- Greg Champlain: Is that a deer tick?
- Muriel Lipschitz: No. That is.
- Greg Champlain: Great, I'm gonna die of Lyme Disease!
- Muriel Lipschitz: Oh, there's lots of ways to die in the country. You could be mangled by farm equipment. Drown in a manure pit. Did ya ever read about a family of six getting murdered on the upper East side? No, it's always in a farmhouse.
- Luke Barton: I'm the foreman around here. Sorry I'm a couple a days late, but this is the busy time of year for my stud service.
- Sara Campbell: I had no idea it was seasonal.
- Frederica Campbell: This is Sara Campbell's house?
- Melanie: Yes, it is. But I must warn you, if you're some sort of obsessed fan that's come here to dedicate your pathetic little life to her service, well, I was here first.
- Frederica Campbell: Oh! You're the wacko who was stalking my mother!
- Melanie: Yeah. She hired me. The lawyer said it'd be cheaper than getting a restraining order, so I'm in!
- [Sara presents the crew with birdhouse replicas of her barn]
- Luke Barton: She built birdhouses for fifty people?
- Frederica Campbell: Yeah, she only sleeps four hours a night. And even then, she's pressing wildflowers under her box-spring.
- Sara Campbell: My life is out of control.
- Luke Barton: How do you figure?
- Sara Campbell: My daughter just flunked out of school again, my kitchen was destroyed by a horny bull, and my producer keeps trying to convince our insurance company that we're covered for stampedes.
- Luke Barton: At least your mother's still here.
- Sara Campbell: Well, that's only cuz I told her you were gonna chop wood in a Speedo. You don't have to do it.
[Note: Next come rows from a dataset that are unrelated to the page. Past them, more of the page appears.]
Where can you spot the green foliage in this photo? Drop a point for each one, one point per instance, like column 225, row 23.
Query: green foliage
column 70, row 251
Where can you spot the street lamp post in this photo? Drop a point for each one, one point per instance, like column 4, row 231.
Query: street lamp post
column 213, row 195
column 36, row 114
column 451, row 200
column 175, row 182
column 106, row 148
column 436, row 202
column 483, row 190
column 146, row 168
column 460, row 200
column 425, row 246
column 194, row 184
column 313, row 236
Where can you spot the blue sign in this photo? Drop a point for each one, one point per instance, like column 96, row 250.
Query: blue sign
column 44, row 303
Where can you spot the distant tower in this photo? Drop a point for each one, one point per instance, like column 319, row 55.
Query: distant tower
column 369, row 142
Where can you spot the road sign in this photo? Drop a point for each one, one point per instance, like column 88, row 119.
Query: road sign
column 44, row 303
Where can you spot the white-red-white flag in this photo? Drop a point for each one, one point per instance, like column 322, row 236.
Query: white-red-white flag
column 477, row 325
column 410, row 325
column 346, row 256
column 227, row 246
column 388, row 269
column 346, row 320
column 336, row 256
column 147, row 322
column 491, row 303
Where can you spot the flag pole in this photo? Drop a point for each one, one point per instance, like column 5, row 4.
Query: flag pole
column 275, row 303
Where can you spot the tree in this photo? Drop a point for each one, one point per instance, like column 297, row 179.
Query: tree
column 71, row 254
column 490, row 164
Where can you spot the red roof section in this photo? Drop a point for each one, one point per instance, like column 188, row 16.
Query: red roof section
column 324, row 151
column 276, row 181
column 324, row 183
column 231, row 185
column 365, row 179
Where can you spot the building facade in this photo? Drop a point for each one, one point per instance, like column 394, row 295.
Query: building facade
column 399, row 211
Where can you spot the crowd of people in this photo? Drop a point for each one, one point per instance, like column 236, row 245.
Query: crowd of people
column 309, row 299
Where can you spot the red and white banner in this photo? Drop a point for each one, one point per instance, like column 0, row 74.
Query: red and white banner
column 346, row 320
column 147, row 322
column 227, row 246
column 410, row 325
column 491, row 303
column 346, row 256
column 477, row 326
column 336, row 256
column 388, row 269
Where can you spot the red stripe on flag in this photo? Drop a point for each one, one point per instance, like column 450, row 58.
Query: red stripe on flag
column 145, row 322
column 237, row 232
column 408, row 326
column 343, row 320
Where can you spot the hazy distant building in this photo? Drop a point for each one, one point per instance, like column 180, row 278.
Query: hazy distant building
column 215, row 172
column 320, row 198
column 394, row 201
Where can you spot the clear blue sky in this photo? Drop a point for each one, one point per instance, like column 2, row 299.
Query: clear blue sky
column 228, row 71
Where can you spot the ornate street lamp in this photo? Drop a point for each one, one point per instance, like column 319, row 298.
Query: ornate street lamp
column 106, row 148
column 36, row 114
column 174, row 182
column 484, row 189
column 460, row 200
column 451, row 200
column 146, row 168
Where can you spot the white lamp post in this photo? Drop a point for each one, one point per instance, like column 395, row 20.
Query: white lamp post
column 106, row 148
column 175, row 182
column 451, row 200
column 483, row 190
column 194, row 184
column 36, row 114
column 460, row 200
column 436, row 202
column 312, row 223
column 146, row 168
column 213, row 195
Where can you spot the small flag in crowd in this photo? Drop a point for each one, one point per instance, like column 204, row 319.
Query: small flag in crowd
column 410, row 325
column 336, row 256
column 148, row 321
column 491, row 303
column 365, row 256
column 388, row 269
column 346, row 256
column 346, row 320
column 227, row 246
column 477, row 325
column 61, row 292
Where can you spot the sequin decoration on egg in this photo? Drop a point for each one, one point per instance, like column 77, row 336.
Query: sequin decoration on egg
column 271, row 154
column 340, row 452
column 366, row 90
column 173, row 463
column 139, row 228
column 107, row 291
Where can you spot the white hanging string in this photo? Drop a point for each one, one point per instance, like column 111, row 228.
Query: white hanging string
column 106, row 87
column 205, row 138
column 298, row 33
- [Sara attempts to sheer wool from a sheep]
- Luke Barton: You're not doin' it right. Just clamp it between your legs and go fast.
- Sara Campbell: Have you met my ex-husband?
- Sara Campbell: I thought moving to the country was gonna make my life simpler.
- Luke Barton: Life ain't simple, no matter where you live. Although if you lived yours somewhere else, it might make mine a lot simpler.
- Sara Campbell: Melanie, I see you've glued a pine cone to your head again. There's alcohol in what's left of the kitchen.
- Melanie: Will that dissolve the glue?
- Sara Campbell: No. I'd like a drink.
- Sara Campbell: Mom, where are you going?
- Muriel Lipschitz: Luke's pushing Greg's car out of the mud. He's wet. He's muddy. We don't get cable out here.